58 Belvedere features guitarist Dean Granros, bassist Pat Keen and drummer Dave Power. Granros has been a fixture of the upper Midwest improvised music scene since the late 1960s. He has shared the stage with Leo Kottke, the Birds, Willie Dixon, Don Ellis, Mississippi Fred McDowell, Dave Ray, and Tim Sparks. He was featured as a standout at the 2016 Winter Jazz Fest in the New York Times for his performance with Dave King’s Vector Families. Jazz critic Nate Chinen called Granros a “visionary oddball” and went on to say, “he has had a career of mostly regional cult adulation, and in some ways he felt beamed in from another dimension…to my ears it definitely qualified as something new.”

58 Belvedere came together about a decade ago, when Granros, who had moved from the Twin Cities to a farm outside Eau Claire, Wisconsin, met Power, who in turn brought in Keen on bass. Keen had recently returned to the area after studying at the New England Conservatory. The raw edge of Granros’ guitar combined with the symbiotic rhythm section of Power and Keen made for an unfiltered take on the idea of the jazz power trio. They began playing across Wisconsin and Minnesota, every performance surrendering to the moment as they worked through Granros’ original catalog and group improvisations.
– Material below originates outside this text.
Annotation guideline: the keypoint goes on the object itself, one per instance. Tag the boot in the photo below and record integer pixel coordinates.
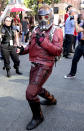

A musical chameleon, Dave Power has been a touring and studio drummer for over a decade having worked with The Staves, Aero Flynn, and Justin Vernon. Pat Keen brings his jazz roots into innovative experimentation across genres, challenging folk narratives and reshaping traditional instrumentation. Their debut, Rustic Libertines, was released in 2015 and primarily focused on Granros’ compositions.

Vista Cruiser is the trio’s second offering, recorded at Summer/Winter Studios in St. Paul, Minnesota during May of 2021, as the world was slowly and apprehensively crawling out of the pandemic into the hopeful, reassuring, and sometimes blinding spring light. They recorded three hours and forty five minutes of completely improvised instrumental material, using guitar, upright bass, drums, modular synthesizer, and drum machine, with producer/engineer Dex Wolfe at the helm. Over the course of the next year, Wolfe, Keen and Power collaborated for several post-production sessions, whittling down, chopping up, and copying and pasting to fashion a record out of the session, a very different approach than their first effort, resulting in a beautiful new album, with one foot in the tradition, the other in the future.